Friday, June 10, 2016

Do you still do summer reading?

I was at a dinner party recently, and one of the guests, upon hearing that I am a librarian, innocently asked, "Oh! Yes! The library! Do you still do summer reading?"

I am still so gobsmacked by this question. I just don't even know where to begin. Yes! We are totally doing summer reading. My life is dominated by summer reading! We do summer reading for kids, and for teens, and now for adults, too. We do programs, and displays, and we offer so many prizes, and we do so much outreach to promote it. This is a monumental effort. Summer reading feels like the raison d'etre of our library lives. We literally start planning next summer's reading program as the current summer is ending. Yeah. We still do summer reading.

It really got me thinking... on one hand, this is exactly the same kind of question that falls in the category of, "Do you still use the Dewey Decimal system?" (Answer: yes) or, "Do you still use those card catalogs with the drawers?" (Answer: no) Probably people mean it as a harmless, light conversation starter. But, my number one takeaway when I hear something like this is that, this is a person who has not been to a library since they were a child. And this is the kind of person who imagines that if they are not at the library... then probably nobody is in the library. And they just don't know. They don't know how busy we are. They are nonplussed when they get to the library and they have to wait in line... not to check out a book, or get a computer, or ask a staff member a question or for anything. Because how could that dusty, quiet place be so bustling? It doesn't make sense to them. The same way that, "Do you still do summer reading?" doesn't make sense to me.

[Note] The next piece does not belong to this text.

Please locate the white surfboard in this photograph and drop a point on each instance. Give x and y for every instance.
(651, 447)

I know there's a segment of the population that we don't always reach - working adults in their 30's and 40's don't come to the library as often. They are too busy. Even when we offer evening or weekend hours they may not make it in. Our core users are retirees, stay at home moms, and economically disadvantaged. Still, it's worrying when I hear reactions like these - there's a whole universe that they are missing out on!